Our results also show that the association between multiple banking and the fragility of the banking system has a U-shape (decreasing for low values of bank fragility and increasing for relatively high values). This indicates that firms in stable banking systems consolidate services across banks as the system becomes more fragile, while they use multiple banking as a diversification mechanism in highly fragile banking systems. The same diversification argument may explain the positive association that we find between a country’s concentration of the banking system and the likelihood of multiple banking. In fragile and concentrated banking systems, where refinancing from non-relationship banks might be difficult if the lender does not roll over the loan, a firm is more likely to establish multiple bank relationships to increase the probability that at least one relationship bank will refinance the project. The underlying logic in the diversification argument, as put forth by Detragiache et al. (2000), is that relationship banks are, compared to non-relationship banks, more predisposed to refinance the firm because they have a competitive advantage obtained from the proprietary information gathered during the relationship. However, Basel II requires banks to use standardized credit scoring models, which raises the question if the use of private information is still crucial for banks, and if multiple bank relationships as a diversification mechanism will remain important to firms. This opens an interesting area for future research.
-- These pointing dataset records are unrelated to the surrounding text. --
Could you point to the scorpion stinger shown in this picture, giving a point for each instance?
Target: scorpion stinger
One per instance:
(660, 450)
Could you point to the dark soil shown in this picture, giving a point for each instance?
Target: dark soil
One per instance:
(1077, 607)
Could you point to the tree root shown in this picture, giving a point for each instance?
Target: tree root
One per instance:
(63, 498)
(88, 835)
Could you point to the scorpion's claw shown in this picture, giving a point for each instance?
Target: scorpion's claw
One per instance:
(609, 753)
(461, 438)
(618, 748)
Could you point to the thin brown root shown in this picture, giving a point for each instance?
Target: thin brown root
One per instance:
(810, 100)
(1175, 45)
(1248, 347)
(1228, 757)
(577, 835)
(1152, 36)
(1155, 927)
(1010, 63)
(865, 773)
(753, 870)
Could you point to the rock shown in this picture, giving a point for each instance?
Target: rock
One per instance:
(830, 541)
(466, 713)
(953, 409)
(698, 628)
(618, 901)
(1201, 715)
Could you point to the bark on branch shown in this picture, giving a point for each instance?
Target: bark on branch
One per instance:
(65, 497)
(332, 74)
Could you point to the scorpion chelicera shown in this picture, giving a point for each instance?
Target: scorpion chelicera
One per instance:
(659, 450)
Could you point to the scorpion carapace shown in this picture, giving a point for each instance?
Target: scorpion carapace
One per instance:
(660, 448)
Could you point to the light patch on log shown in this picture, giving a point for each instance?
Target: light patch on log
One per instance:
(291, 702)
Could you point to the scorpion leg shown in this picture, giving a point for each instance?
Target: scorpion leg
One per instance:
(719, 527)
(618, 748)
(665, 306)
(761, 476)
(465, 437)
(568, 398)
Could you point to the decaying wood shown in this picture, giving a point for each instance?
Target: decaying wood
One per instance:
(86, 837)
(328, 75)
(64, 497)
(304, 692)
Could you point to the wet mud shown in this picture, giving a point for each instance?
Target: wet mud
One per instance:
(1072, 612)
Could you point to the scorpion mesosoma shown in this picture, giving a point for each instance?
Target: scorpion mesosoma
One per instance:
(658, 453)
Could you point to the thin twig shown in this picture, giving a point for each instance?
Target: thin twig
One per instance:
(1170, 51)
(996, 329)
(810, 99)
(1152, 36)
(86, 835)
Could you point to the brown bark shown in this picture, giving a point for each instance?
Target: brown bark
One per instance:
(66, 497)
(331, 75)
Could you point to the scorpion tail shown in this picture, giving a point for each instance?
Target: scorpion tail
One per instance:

The evidence presented in this article has clear implications for firms, banks, and policy makers. Firm owners seeking loans can use the results of this study to better understand the country-specific factors affecting the supply of credit that lenders are willing to provide and the conditions under which it is offered. They can also better manage the number of banks to be involved with. Banks have a responsibility and financial interest in facilitating the flow of capital to borrowers of small size. Banks can use our findings to help borrowers understand which factors (mainly quality of law and institutions) drive their decision when reducing the supply of credit. This might motivate firms to approach multiple bank lenders to fund their projects. Optimal loan contracting, which allows for an efficient flow of capital from providers to users of capital, is required for a healthy and dynamic economy. Policymakers can use these findings to justify the necessity of improving the institutions by reducing legal formalisms and thereby, lowering the enforcement costs in the courts.